[erlang-questions] Erlang: Who uses it for games?

Thu Jul 8 16:47:29 CEST 2010

While yes the SPUs are mainly for vector processing, imo, they could be
suited quite well in practice for erlang processes.
256kb is total space they have for code/data as such would be great for
small processes. Erlang processes already have all their data immutable
meaning this would imply little need to dma info in/out of spus. While not
designed for it, the SPUs can still be used for general processing and in
fact, it is better to use them with something they aren't so good at rather
than not use them at all. You'll find that a large number of ps3 games, even
today make use of less than 75% of the SPUs.

Since most erlang applications are already message passing based, the
processes need not share their memory with each other. Obviously, the size
being the key factor here, one would still have to fit the code in <150kb to
be able to do much with the processes. For long lists processing or large
binaries, one might be able to do double buffering (or tripple) and still
keep decent speeds. This could be done in erlang with minimal nif support,
see below.

I'd see it like this: you'd spawn a process, you'd mark it as being "spu
friendly" so that the spus can find it when they look for the next process
to execute. SPUs would then dma the code & process data and run it and then
move on to the next process. For long running processes, one could
artificially "yield" to allow the spu to run another task before returning
to it, something like a yield() nif. Obviously, only a subset of erlang
would run out of the box, as things like io/kernel stuff would require
message passing with a process on the PPU to execute them. I could see
number crunching processes having a partner process on the PPU who's job
would be to partition/segment the data and feed it to the SPU process on
demand. The spu process could then do something like:

%% Process data in 50kb chunks, or perhaps less
loop(SomeData, CurrPos) ->
PPUPartner ! {send_next, CurrPos}, %% DMAed and sent to the PPU partner
process executing on the PPU, might not be needed if the partner process
just splits everything up front and queues all the processing messages or
keeps track via the 'processed' message and keeps the queue full or at a
decent size
process current pos. stuff here, part 1... %% This doesn't have to be simd
stuff, but very well could be (using NIFs)
begin_receive_msgs(), %% NIF to start dma of messages, this would start
streaming in the next data chunk, optional, only there to reduce latency
from blocking receive statement which has to dma any new messages and wait
for their data
process current pos. stuff here, part 2...
PPUPartner ! {processed, CurrPos, Result}, %% Sends the result calculated
back to the ppu partner process to gather them back, come to think of it,
this pattern is similar to map-reduce
receive {data, Data, Pos} -> loop(Data, Pos), done -> ok end.

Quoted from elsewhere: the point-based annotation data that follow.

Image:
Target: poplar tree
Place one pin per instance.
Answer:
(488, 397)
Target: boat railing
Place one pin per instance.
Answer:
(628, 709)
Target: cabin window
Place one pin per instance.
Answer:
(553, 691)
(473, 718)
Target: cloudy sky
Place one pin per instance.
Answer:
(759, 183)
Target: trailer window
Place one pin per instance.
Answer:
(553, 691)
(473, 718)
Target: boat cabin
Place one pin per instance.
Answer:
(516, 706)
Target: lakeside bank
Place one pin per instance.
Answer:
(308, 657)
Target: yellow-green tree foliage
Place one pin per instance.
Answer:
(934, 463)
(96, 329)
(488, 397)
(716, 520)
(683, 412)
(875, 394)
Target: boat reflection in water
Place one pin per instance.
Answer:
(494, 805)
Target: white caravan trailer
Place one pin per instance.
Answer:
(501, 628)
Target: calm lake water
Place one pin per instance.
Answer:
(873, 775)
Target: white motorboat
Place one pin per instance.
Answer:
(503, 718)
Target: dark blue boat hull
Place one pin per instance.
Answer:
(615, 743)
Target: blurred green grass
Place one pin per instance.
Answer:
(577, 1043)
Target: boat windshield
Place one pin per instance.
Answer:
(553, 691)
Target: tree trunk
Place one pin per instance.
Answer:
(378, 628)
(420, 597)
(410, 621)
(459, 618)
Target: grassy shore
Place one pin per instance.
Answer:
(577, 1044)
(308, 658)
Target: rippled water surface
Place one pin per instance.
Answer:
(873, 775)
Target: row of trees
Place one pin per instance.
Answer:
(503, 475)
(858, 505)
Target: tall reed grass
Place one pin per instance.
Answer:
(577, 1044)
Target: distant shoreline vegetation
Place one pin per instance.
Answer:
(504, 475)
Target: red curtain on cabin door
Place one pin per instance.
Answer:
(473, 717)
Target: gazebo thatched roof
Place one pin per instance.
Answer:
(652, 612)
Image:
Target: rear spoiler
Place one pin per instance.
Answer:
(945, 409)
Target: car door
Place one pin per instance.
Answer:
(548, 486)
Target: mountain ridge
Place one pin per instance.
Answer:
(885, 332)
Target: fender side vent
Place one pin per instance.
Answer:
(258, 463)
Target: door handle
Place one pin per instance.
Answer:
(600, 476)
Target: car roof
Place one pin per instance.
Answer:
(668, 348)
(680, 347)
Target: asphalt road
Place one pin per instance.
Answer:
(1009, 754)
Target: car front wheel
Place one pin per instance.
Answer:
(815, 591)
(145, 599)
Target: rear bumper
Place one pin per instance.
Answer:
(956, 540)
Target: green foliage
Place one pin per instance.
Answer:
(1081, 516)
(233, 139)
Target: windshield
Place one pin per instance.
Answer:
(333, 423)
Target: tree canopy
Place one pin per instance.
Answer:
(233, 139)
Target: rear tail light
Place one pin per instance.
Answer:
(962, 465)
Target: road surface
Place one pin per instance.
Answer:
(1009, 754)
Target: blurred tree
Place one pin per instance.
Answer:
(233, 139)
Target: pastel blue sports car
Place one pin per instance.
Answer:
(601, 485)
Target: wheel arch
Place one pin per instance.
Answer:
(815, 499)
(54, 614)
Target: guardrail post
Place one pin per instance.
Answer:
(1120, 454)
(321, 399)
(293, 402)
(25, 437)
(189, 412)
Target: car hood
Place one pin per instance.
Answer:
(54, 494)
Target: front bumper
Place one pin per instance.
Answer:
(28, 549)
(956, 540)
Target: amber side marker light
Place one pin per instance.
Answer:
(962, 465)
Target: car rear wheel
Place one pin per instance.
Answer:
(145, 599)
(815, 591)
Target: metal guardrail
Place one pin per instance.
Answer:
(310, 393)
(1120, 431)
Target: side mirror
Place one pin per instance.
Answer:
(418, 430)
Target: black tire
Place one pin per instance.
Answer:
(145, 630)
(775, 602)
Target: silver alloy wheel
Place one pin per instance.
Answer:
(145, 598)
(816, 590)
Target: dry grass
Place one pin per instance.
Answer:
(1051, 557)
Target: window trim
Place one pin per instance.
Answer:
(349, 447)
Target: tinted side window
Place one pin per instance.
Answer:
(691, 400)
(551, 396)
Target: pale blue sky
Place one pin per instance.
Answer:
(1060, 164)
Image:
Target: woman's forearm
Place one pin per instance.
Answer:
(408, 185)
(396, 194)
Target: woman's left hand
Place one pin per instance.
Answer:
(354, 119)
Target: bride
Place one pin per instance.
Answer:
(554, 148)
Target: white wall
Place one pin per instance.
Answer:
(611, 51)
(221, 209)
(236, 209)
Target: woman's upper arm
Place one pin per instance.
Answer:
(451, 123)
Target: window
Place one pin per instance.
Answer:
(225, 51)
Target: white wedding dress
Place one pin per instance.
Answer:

When the process ends execution, run GC if needed, wait for all pending DMAs
to finish and grab the next one. On the PPU side, the partner process mostly
idles waiting for the SPU to be done with the data and request more or send
back results. It would do simple operations like appending the result to the
head of a list for max performance then at the end, simple run a
lists:reverse (as done traditionally anyway) or for long lists, run that
operation on the SPUs as well (lists:spu_reverse?). 1 PPU partner process
could easily split work among several SPU processes, feeding them and
gathering/sorting their results.

Anyhow, sorry for the lengthy train of thoughts. It is a shame now that the
PS3 is no longer supporting the "other OS" option otherwise I would love to
experiment with something like this. Then again, it appears IBM will no
longer develop new cell processors in the future so this effort might be
moot. (I think they are stopping at something like 2 ppu hyper threaded
cores (4 virtual cores) and 32 spu cores per chip? alas I forgot the
details) I'm also not sure if the other os option allowed the OS to access
to the spus in the first place as if I remember correctly, a number of
things are "turned off" and inaccessible so mostly all of this talk is
speculation :).

2cents :)
Nicholas

On Wed, Jul 7, 2010 at 8:05 PM, Richard O'Keefe <ok@REDACTED> wrote:

>
> On Jul 8, 2010, at 4:27 AM, Nicholas Frechette wrote:
>
>> hand optimize code which will require C++/assembly) and not so much on the
>> PS3 where you may get a hard time using the SPUs from erlang (as I'm
>> guessing the VM won't run on them out of the box and you might have to
>> spend
>> considerable time to get erlang processes to run on SPUs (feasible I'm
>> sure)).
>>
>
> It's not clear that it _is_ feasible in any interesting sense.
> The SPUs are essentially numeric vector engines.  They have 128
> registers, each 128 bits wide; loads are only 128 bits (16 bytes)
> and stores are only 128 bits (16 bytes).  Memory is byte addressed
> and addresses are 32 bits, but the 2009 manual talks about 256 kB.
>
> One could imagine SPU _nodes_ doing vector crunching that Erlang
> processes running on the PPU communicated with as if Erlang.  But
> Erlang would not be the language of choice for programming SPUs.
> (An APL dialect would be ideal, or Fortran 95.)
>
>
>